Wood stopped dead in his tracks and turned again. "Would you please stop coughing," he yelled with a rasping ferocity. The audience was instantly cowed and fell utterly silent - until Desmond Barrit came on as Trinculo in full jester costume and, raising his hand to his mouth, produced a tiny, throaty "ahem."
Russell Beale read one of Henry Carr's great speeches in Travesties, and the mighty Gambon shivered delectably as Falstaff in the orchard scene, with Scarborough playing Shallow and Levey a dumbstruck Silence. Then a recording of Prospero's farewell, in which that mighty, metallic voice let rip over several octaves, untouched by Gielgudian sentiment or self-pity, truly terrifying, truly extraordinary.
"I don't think you could get away with that today," muttered Roger Allam in his pew, visibly shaken. We were all as silenced as the offending matinee audiences.

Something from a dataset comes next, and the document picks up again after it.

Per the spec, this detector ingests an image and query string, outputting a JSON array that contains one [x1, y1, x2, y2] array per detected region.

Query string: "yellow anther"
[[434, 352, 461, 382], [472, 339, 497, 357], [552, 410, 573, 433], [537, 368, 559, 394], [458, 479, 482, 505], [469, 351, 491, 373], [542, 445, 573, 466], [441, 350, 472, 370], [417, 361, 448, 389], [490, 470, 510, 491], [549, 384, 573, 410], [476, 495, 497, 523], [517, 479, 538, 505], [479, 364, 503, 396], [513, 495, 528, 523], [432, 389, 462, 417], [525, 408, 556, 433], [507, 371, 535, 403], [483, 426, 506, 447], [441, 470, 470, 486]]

Then, as we filed out, Russell Beale let slip a moment of incomparable Wood magic: in Love's Labour's Lost, as Don Armado, he said of someone that he was "out of his pavilion," and accompanied the line with a screwy rotation of his index finger by his right temple. Russell Beale was shaking like a mirthful jelly at the very thought of it. And that's what it was: a thought, an idea, of such penetrating originality that only a genius of an actor could have come out with it.
The party repaired to a private room in the Delaunay restaurant on the Strand, hard by the Aldwych where Wood enjoyed some of his greatest triumphs. Michael Billington told me that his life had been blighted with guilt ever since, over dinner in New York with Wood, and after seeing his brilliant performance in Deathtrap, he insisted that the actor's next project should be Richard III. For reasons that nobody's ever quite fathomed, this proved the biggest flop of his career. Which only goes to show that you should never listen to a critic.
For my own part, the first full-length full-dress overnight review I ever had to write was of that first performance of Travesties, which was a bit like having a first driving lesson on the M1 during the rush hour. No playwright is more daunting than Stoppard, but the salvation for a critic lies in the roles he writes for actors. And such actors, among whom Wood was supreme, give the poor benighted critic something to latch onto in the detail, passion and thrilling articulacy of their performances. Reviewing is infinitely duller without him.